Гёте

Иоганн Готфрид Гердер (1744—1803), начавший с конца 1760-х годов под воздействием Макферсона и Перси переводить сначала шотландские и скандинавские баллады, а затем и песни других народов, обратился с призывом собирать и записывать также и немецкие народные песни.

Первым на этот призыв откликнулся молодой Гёте, записавший летом 1771 г. в Эльзасе 12 народных баллад вместе с мелодиями. При этом он тщательно обдумал структуру своего небольшого собрания, лежащего у самых истоков современной фольклористики в Германии. Самому Гёте, всю жизнь, подобно Гердеру, занимавшемуся изучением, собиранием и переводом песенного творчества различных народов, раннее обращение к фольклору позволило избегнуть манерного стиля поэзии рококо и уже в цикле «Зезенгеймские песни» в начале 1770-х годов создать подлинные поэтические шедевры. Из всех фольклорных жанров Гёте с особым вниманием относился к балладе, называя ее то «живым зародышем», «прасеменем» всей поэзии, то прообразом искусства, его первичной национальной формой. В 1821 г., уже имея за плечами огромный опыт собственного балладного творчества, Гёте обобщил свои раздумья об этом уникальном жанре в специальной статье о балладе. Специфику неотразимого художественного воздействия баллады он видел в соединении в ней элементов эпоса, драмы и лирики. В ранних балладах самого Гёте («Рыбак», «Лесной царь», «Фульский король») преобладает синтез лирических и драматических элементов, в поздних же балладах («Коринфская невеста», «Бог и баядера», «Баллада») лирический элемент заметно вытесняется эпическим.

Сюжеты всех романтических баллад за малыми исключениями извлечены из фольклора. Наряду с обращениями авторов баллад к своему национальному наследию просматривается тенденция, идущая от Гете и Шиллера, заимствовать сюжеты из иноязычных культур. Обращение к устному народному творчеству других народов наглядно демонстрирует свойственную жанру баллады дистанцированность от фольклора. Баллада не адекватна фольклорному источнику, так как романтический поэт выступает его интерпретатором. В этой связи в романтическую эпоху авторы баллад интуитивно стремились подчеркнуть не только своеобычие того или иного предания, но и типологическую общность верований и представлений.

Авторы большинства романтических баллад утверждают приоритет мира воображаемого над реальностью.

Популярность баллад потребовала с течением времени некоторого ослабления жанровых признаков. Это происходило по двум направлениям: страшная баллада превращалась в смешную.

Вместе с тем баллада как жанр в ряде случаев возвращается к песенному истоку. Из сюжета убираются подробности и детали, поэт сосредотачивает внимание на кульминационных моментах. Фабула развертывается как лирическое переживание, действие заменяется внутренним монологом, в котором главное не само событие, а отклик на него.

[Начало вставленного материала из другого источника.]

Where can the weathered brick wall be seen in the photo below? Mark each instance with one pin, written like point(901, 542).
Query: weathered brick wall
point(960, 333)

Гете был инициатором возрождения этого старинного жанра. Он еще прежде обращался к балладе.

Баллады Гете «Фульский король», «Лесной царь», «Кладоискатель», «Коринфская невеста» и другие написаны в традициях страшной сумрачной баллады. Их источниками послужили античные мифы и средневековые предания. В балладах Гете непременно присутствует что-то загадочное, поучительное, страшное, реже - смешное. Обнаженность чувств, столь характерная для фольклорных произведений, - важное свойство баллад.

Возлюбленная в «Фульском короле» не забыта до самого смертного часа. В «Лесном царе», в «Крысолове», в «Коринфской невесте» Гете передает ощущения ночных страхов. Таинственное, потустороннее, не мыслимое, но явственно ощущаемое, губительно вторгается в жизнь. А баллада «Ученик Чародея» - смешная, по-детски озорная, автор заставляет безудержно хохотать над незадачливым волшебником.

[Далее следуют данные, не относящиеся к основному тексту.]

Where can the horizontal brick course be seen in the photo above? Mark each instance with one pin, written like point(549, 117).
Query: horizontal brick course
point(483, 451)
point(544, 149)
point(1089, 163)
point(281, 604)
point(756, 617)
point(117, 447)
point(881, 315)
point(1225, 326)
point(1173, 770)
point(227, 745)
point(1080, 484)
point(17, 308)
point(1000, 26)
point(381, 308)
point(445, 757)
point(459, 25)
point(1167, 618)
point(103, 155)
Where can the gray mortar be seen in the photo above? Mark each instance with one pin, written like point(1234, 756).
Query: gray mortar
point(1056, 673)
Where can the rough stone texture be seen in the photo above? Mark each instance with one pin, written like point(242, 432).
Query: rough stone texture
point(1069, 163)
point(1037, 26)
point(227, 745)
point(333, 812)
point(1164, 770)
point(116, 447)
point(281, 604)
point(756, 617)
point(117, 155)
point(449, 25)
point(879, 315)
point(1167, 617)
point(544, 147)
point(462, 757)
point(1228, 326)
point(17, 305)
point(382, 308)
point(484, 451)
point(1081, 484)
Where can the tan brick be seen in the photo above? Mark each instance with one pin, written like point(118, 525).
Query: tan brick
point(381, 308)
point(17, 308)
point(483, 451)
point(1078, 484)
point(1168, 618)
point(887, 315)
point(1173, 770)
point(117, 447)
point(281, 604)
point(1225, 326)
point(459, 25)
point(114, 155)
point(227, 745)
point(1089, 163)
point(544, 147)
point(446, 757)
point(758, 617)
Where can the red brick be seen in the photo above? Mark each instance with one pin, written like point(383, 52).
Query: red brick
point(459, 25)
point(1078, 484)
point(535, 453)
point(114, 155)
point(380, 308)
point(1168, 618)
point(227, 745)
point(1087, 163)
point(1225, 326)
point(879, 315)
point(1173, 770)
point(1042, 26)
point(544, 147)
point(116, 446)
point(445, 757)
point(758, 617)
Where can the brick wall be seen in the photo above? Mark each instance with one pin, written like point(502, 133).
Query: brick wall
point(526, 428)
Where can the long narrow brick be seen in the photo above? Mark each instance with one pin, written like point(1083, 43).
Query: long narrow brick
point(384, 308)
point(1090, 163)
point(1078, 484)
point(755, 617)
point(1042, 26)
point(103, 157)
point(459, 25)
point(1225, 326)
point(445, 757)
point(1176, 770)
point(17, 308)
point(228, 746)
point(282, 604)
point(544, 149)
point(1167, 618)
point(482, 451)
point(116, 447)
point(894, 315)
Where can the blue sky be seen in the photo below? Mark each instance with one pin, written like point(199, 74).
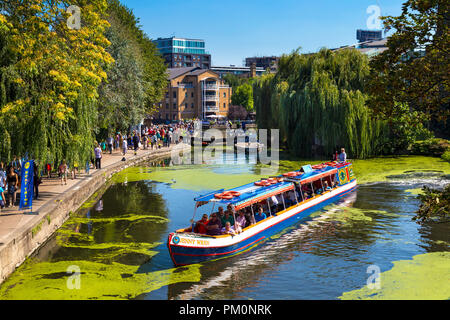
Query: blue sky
point(236, 29)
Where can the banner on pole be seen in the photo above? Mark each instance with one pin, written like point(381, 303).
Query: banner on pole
point(27, 190)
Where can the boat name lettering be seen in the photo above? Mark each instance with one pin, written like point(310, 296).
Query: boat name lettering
point(194, 242)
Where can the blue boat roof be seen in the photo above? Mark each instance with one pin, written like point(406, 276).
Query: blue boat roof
point(247, 191)
point(250, 190)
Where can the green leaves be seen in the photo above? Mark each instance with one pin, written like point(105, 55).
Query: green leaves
point(435, 205)
point(414, 69)
point(243, 96)
point(317, 102)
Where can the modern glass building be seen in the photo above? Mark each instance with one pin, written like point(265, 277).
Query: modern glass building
point(181, 52)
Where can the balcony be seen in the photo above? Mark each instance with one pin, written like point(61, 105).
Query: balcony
point(211, 98)
point(211, 109)
point(210, 87)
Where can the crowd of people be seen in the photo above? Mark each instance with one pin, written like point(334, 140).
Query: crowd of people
point(152, 137)
point(226, 223)
point(10, 182)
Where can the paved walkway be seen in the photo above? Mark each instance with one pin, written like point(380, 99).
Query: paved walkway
point(11, 219)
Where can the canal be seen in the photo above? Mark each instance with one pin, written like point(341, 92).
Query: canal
point(114, 247)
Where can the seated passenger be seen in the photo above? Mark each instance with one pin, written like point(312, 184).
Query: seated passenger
point(200, 226)
point(274, 205)
point(214, 227)
point(260, 215)
point(221, 214)
point(241, 222)
point(227, 218)
point(228, 229)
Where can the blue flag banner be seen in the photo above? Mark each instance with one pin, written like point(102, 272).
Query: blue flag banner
point(26, 190)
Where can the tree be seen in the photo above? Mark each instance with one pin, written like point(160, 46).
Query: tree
point(237, 113)
point(318, 103)
point(137, 80)
point(435, 205)
point(49, 75)
point(243, 96)
point(413, 72)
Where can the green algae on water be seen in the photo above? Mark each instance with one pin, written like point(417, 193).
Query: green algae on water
point(195, 177)
point(380, 169)
point(414, 192)
point(423, 278)
point(52, 281)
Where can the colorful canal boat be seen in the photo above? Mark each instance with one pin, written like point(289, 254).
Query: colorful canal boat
point(300, 193)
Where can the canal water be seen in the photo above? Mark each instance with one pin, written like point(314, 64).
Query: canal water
point(114, 247)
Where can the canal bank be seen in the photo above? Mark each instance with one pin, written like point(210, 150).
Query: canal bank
point(21, 234)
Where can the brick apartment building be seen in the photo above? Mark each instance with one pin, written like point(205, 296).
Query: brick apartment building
point(194, 92)
point(182, 52)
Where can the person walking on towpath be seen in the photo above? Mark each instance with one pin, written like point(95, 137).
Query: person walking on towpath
point(98, 157)
point(62, 170)
point(135, 142)
point(343, 155)
point(110, 142)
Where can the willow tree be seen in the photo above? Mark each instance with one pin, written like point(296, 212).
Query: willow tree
point(49, 78)
point(122, 96)
point(318, 103)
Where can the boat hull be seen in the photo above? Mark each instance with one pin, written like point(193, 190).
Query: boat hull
point(188, 249)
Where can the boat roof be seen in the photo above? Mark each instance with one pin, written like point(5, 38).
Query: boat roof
point(250, 193)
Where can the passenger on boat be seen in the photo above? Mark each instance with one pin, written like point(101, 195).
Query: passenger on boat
point(290, 199)
point(227, 218)
point(249, 217)
point(229, 209)
point(228, 229)
point(260, 215)
point(200, 226)
point(274, 205)
point(343, 155)
point(221, 214)
point(241, 222)
point(214, 227)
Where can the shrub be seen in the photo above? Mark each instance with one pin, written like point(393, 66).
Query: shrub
point(432, 147)
point(446, 155)
point(435, 205)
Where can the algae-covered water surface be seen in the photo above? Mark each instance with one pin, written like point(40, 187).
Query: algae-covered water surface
point(114, 247)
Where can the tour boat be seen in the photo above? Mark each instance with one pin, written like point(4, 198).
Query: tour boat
point(186, 247)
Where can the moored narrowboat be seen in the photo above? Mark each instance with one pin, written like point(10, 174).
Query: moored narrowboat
point(284, 199)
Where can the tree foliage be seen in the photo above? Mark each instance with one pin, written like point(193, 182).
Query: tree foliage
point(243, 96)
point(435, 205)
point(49, 77)
point(319, 100)
point(59, 86)
point(413, 72)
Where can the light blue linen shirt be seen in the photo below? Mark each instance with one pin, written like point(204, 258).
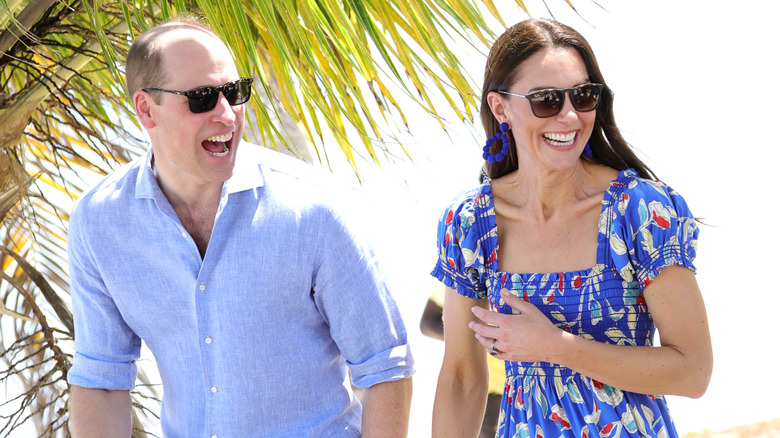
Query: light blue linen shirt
point(256, 338)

Фантастическое и маловероятное, страшное и смешное всегда пронизывает четкая мысль Гете. В «Коринфской невесте» поэт осуждает христианский аскетизм. Преступление совершено родителями коринфской девушки, которую они во исполнение обета, данного богу, обрекли на монастырское затворничество и смерть. Гете всюду и всегда утверждает земные радости; ни кладоискательство, ни ворожба не принесут счастья.

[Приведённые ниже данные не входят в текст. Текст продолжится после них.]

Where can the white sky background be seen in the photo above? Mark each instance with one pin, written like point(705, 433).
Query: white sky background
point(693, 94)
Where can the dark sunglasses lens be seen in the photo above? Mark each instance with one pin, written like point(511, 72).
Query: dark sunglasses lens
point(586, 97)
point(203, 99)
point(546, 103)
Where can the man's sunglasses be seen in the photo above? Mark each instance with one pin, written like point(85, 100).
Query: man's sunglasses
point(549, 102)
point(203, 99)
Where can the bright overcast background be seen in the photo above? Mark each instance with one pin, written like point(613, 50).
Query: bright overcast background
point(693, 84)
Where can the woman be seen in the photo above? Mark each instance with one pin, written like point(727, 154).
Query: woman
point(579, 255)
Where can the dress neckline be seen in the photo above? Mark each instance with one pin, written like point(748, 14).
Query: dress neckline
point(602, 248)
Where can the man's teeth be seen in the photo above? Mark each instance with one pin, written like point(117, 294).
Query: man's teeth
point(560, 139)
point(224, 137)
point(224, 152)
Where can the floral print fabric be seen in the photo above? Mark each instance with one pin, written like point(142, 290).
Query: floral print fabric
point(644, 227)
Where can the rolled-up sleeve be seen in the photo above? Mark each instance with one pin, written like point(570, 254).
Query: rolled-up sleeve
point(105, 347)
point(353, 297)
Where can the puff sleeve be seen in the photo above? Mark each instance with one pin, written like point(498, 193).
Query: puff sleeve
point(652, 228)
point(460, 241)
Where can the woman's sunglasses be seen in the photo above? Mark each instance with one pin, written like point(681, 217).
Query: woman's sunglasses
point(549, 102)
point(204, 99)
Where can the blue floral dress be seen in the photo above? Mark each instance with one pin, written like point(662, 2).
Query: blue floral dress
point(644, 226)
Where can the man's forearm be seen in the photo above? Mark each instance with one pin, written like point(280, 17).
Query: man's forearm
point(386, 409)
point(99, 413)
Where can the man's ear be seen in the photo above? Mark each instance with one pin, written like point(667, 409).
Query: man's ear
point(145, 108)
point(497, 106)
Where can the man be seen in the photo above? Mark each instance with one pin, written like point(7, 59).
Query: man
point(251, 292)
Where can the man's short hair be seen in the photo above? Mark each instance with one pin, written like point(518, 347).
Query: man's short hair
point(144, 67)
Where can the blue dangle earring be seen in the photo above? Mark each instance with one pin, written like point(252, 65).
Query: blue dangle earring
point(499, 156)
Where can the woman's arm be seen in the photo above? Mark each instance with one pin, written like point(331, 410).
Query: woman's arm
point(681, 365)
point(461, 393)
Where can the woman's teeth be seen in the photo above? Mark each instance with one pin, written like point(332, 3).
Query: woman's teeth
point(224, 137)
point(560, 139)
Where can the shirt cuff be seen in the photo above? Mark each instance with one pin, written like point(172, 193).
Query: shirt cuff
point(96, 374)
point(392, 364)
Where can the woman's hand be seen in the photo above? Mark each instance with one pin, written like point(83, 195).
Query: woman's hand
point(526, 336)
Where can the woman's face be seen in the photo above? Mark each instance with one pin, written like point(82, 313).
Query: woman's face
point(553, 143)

ЭВОЛЮЦИЯ АРХЕТИПА МЛАДЕНЦА В БАЛЛАДНОЙ ПОЭЗИИ

И.В. ГЕТЕ.

Изучение художественного мышления писателя на основе аналитической психологии представляется особенно актуальным для современного исследователя, помогая понять не только закономерности и тайну воздействия произведения искусства на читателя, но и характер мировосприятия его творца.

Художественный мир балладной поэзии Гете представлен, как своеобразная мифопоэтическая модель Бытия, как символическая, многоуровневая организация целого, в бесконечных нишах которого зашифрована информация о первоистоках. Поэт и натурфилософ, Гете обнаруживает реально выраженную сущность любого явления в соотнесении с вечно живыми «празаконами»: «прарастение» – в «листе», где свернута вся метаморфоза растения; «праживотное» (Urtier) - в «скелете».

Гете вводит в свою терминологию категорию «первообраза» (Urbild); рассматривая и выделяя основные компоненты жанра баллады, поэт делает вывод о балладе как о праформе (lebendiges Ur-Ei) всей существующей поэзии. Поэтому в его художественном «Бытии» – а оно само по себе уже символ по отношению к конкретной действительности – существует как бы второй уровень символизации – уровень художественной «прареальности».

Сила воздействия искусства, по убеждению швейцарского психолога и философа К.Г.Юнга, - в актуализации этого второго глубинного уровня, в обращении к вечным и общечеловеческим архетипам. Под термином «архетипы» имеются в виду образы, присутствующие в глубине человеческого духа, выявленные из беспокойных глубин бессознательного. Юнг пользуется понятием «архетип» для обозначения тех универсальных символов, которые обладают наибольшим постоянством и действенностью.(1) Одним из таких символов, по мнению Юнга, является архетип младенца.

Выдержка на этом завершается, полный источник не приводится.